Maconha é tolerada e, talvez como resultado, menos charmosa (Reprodução/Internet)

Seja com o auxílio da última tecnologia agrônoma ou não, a produção de cannabis, a planta que produz a maconha, alçou voo na Inglaterra. Birmingham já tem 58 lojas hidropônicas, em comparação a 42 há somente um ano. De acordo com a Associação de Chefes de Polícia, o número de unidades produtoras de cannabis detectadas aumentou de 800 em 2004 para 7 mil em 2010. Birmingham é uma das áreas mais férteis.

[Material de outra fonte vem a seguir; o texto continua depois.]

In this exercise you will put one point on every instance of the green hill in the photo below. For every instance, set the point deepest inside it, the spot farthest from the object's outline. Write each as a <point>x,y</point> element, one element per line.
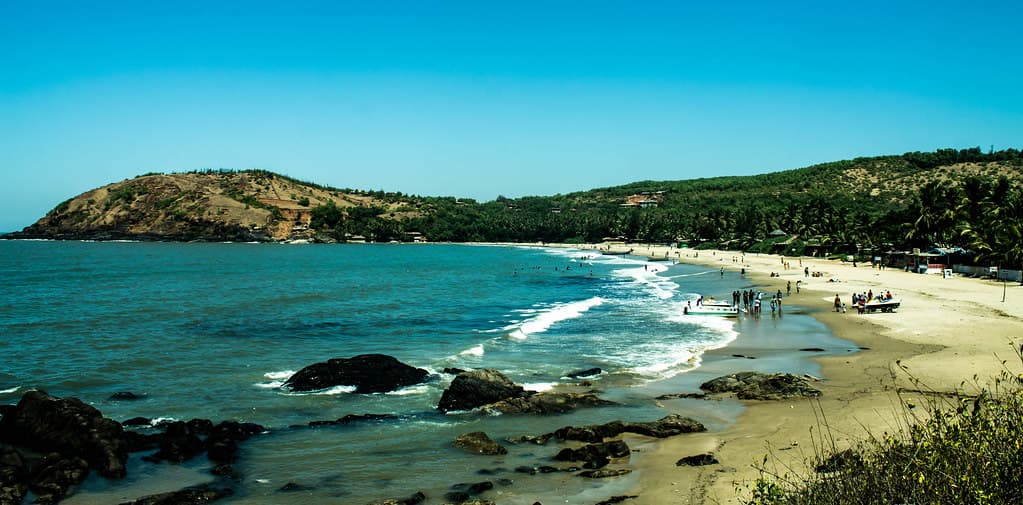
<point>947,196</point>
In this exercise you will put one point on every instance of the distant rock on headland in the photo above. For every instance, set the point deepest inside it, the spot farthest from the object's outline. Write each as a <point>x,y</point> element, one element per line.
<point>208,205</point>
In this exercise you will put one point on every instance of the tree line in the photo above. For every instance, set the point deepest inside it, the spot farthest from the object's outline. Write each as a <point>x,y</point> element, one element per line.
<point>982,214</point>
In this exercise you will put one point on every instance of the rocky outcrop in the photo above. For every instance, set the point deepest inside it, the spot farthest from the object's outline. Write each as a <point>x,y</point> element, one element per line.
<point>189,496</point>
<point>12,475</point>
<point>546,403</point>
<point>414,499</point>
<point>70,427</point>
<point>54,474</point>
<point>353,418</point>
<point>479,443</point>
<point>605,472</point>
<point>698,460</point>
<point>595,455</point>
<point>589,372</point>
<point>666,426</point>
<point>759,385</point>
<point>368,373</point>
<point>491,392</point>
<point>54,443</point>
<point>479,387</point>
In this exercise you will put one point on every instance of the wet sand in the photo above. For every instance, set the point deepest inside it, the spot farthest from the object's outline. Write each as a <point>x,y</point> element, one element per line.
<point>946,332</point>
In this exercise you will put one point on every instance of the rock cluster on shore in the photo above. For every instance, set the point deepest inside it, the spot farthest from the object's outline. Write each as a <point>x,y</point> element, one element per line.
<point>73,439</point>
<point>49,445</point>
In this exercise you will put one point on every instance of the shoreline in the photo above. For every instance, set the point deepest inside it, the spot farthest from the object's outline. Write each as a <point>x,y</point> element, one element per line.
<point>946,332</point>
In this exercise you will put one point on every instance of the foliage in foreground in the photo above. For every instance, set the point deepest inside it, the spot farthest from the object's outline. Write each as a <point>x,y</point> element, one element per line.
<point>955,449</point>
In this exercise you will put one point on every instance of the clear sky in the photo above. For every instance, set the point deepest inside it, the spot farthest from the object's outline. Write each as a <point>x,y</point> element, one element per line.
<point>482,98</point>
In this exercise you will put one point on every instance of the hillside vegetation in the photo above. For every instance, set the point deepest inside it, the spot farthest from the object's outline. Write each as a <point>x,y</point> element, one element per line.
<point>918,199</point>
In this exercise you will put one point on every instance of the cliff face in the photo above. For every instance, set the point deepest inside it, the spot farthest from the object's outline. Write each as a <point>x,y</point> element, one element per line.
<point>253,205</point>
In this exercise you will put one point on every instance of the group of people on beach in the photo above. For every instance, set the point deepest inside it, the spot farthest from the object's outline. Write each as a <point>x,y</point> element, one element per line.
<point>751,303</point>
<point>861,299</point>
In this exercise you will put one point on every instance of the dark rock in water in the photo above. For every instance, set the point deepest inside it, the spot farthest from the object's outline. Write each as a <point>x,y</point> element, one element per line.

Pequenos agricultores estão expulsando do mercado tanto os importadores quanto as bem conectadas gangues, em geral vietnamitas, que outrora dominaram a produção doméstica. A polícia e os tribunais não conseguem, nem estão desesperadamente dispostos a lidar com a disparada na produção em pequena escala. No ano passado, o governo publicou novas diretrizes de sentenças que aconselham juízes a tratar pequenos cultivadores com menos rigidez.

A atitude em relação aos fumantes está também sendo amenizada. A reclassificação da maconha, em 2009, da classe C para a mais rigorosa classe B foi estranhamente acompanhada de uma abordagem mais liberal nas políticas públicas que lidam com o consumo. Usuários pegos fumando na rua raramente são presos; ao invés, tomam uma “advertência por uso de cannabis” (uma reprimenda que não consta na ficha criminal) ou têm que pagar uma multa. Estranhamente, esta abordagem mais relaxada não está encorajando as pessoas a começar a fumar maconha.

De acordo com o Centro Europeu de Monitoração das Drogas e Dependência Química, a proporção de pessoas que admitem já ter usado maconha na Inglaterra caiu mais rapidamente do que em qualquer outro país europeu ao longo dos últimos anos. Apenas 6,8% dos adultos disseram a outra pesquisa que usaram a erva em 2010, uma diminuição em relação aos 10,9% de oito anos atrás. Hoje em dia, a maconha é onipresente e efetivamente tolerada – e, talvez como resultado, menos charmosa.